Update: if you arrived here trying to find a way to do tsv formatting, the command below should also work:
jq -r '"\(.date)\t\(.count)\t\(.title)"'

from jq.

stevezieglerva commented on July 4, 2024

Here's a the syntax for tab delimited when using DOS:
jq -r ".aggregations[] | .buckets[] | "(.key)\t(.doc_count)""

from jq.

drorata commented on July 4, 2024

I fail to use the @csv and the suggestions of @stevezieglerva . Assume that I have:

[
  {
    "a": 1,
    "b": 2
  },
  {
    "a": 3,
    "b": 3
  },
  {
    "a": 2,
    "b": 1
  }
]

stored in foo.bar. How can I export it to CSV? Tried some combination, but I didn't manage to make it work...

from jq.

drorata commented on July 4, 2024

OK. Got it...

cat foo.bar | jq '.[] | [.a, .b] | @csv'

Follow up: how can I get rid of the "'s and their escapes (in the case where the value is a string for instance)?

from jq.

pkoppstein commented on July 4, 2024

@drorata - You might find the -r command-line option useful:

$ $ jq -n '["a","b","a\"b"]|@csv'
"\"a\",\"b\",\"a\"\"b\""

$ jq -r -n '["a","b","a\"b"]|@csv'
"a","b","a""b"

Notice in particular the double-double-quotes in the last line.

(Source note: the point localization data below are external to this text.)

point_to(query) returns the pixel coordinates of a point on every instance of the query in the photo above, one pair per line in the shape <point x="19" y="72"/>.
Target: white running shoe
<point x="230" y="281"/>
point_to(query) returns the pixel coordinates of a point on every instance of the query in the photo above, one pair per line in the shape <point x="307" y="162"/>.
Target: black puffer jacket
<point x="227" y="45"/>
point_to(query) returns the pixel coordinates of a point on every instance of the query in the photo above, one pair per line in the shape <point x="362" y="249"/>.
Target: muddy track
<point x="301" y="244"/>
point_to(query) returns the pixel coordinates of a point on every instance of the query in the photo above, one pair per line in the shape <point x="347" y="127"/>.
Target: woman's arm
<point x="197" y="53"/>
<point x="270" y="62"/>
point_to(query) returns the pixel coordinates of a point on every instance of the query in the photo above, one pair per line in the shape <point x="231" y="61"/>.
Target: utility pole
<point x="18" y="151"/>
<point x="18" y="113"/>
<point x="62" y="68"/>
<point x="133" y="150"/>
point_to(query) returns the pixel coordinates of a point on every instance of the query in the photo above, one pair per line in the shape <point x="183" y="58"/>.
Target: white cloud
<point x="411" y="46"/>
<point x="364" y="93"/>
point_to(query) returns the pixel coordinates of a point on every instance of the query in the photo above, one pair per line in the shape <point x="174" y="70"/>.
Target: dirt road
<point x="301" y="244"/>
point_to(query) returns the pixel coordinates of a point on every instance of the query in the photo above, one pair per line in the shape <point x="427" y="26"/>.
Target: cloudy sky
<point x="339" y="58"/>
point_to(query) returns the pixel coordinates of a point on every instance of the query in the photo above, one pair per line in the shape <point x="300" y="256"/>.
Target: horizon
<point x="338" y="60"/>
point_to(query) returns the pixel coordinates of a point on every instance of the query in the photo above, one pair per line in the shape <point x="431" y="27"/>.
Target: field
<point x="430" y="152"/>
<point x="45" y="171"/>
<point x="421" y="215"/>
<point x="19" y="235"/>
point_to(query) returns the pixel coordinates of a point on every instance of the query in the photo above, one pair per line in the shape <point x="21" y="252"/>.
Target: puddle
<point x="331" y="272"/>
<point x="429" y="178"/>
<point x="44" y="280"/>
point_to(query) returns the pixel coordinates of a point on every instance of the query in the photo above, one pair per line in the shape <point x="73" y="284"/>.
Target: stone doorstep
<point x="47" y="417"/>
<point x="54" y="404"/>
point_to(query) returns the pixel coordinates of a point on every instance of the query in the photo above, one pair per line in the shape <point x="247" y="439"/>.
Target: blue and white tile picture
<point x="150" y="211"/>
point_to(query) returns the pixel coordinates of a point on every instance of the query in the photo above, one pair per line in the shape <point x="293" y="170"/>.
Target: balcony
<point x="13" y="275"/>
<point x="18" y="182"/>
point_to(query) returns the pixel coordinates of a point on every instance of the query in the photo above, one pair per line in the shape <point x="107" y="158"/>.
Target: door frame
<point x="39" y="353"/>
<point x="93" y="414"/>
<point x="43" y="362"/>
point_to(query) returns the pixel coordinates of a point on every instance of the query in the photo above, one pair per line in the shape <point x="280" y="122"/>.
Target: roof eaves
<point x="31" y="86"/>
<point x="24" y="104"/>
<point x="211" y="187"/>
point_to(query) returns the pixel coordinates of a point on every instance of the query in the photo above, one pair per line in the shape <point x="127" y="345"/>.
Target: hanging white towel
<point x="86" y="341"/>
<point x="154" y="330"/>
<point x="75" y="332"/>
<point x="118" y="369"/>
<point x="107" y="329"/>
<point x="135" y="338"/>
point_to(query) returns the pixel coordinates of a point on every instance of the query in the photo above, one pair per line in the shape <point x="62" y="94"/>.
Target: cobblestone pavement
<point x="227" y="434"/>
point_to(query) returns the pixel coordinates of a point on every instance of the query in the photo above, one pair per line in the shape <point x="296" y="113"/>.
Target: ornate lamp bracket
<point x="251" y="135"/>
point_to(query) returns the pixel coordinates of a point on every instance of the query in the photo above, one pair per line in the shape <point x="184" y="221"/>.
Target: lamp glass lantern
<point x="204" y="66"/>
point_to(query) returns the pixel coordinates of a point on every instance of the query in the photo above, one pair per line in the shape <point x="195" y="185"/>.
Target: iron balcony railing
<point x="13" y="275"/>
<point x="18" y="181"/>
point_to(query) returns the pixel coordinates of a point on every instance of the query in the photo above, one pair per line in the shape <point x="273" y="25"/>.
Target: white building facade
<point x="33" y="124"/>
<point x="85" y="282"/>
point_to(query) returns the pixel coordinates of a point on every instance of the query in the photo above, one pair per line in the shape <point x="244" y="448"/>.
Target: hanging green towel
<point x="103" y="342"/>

However, using the "-r" option may also not be want you want, depending on which variant of CSV you expect. For example, the "-r" option will cause the newline in "a\nb" to become an actual newline.

@csv is useful but it was not designed to produce output that conforms strictly with RFC 4180 (which, for example, requires CR/LF). It looks as though the intent was to provide a simple "UTF-8-style CSV", so that if some specific style of CSV is required, an external tool (or tool chain) can be used.

from jq.

commented on July 4, 2024

Perhaps @csv should output actual CSVs?

2014-09-11 15:20 GMT+02:00 pkoppstein [email protected]:

@drorata https://github.com/drorata - You might find the -r
command-line option useful:

$ $ jq -n '["a","b","a"b"]|@csv'
""a","b","a""b""

$ jq -r -n '["a","b","a"b"]|@csv'
"a","b","a""b"

Notice in particular the double-double-quotes in the last line.

However, using the "-r" option may also not be want you want, depending
on which variant of CSV you expect. For example, the "-r" option will cause
the newline in "a\nb" to become an actual newline.

@csv https://github.com/csv is useful but it was not designed to
produce output that conforms strictly with RFC 4180 (which, for example,
requires CR/LF). It looks as though the intent was to provide a simple
"UTF-8-style CSV", so that if some specific style of CSV is required, an
external tool (or tool chain) can be used.

"a
","b"
peter:~/jq$

—
Reply to this email directly or view it on GitHub
#48 (comment).

from jq.

pkoppstein commented on July 4, 2024

@slapresta asked:

Perhaps @csv should output actual CSVs?

@csv must produce valid JSON, since it's a jq filter, not a "post-filter". I believe that jq in combination with -r does in fact produce "valid CSV" (see below), it being understood that there are many variations in common use.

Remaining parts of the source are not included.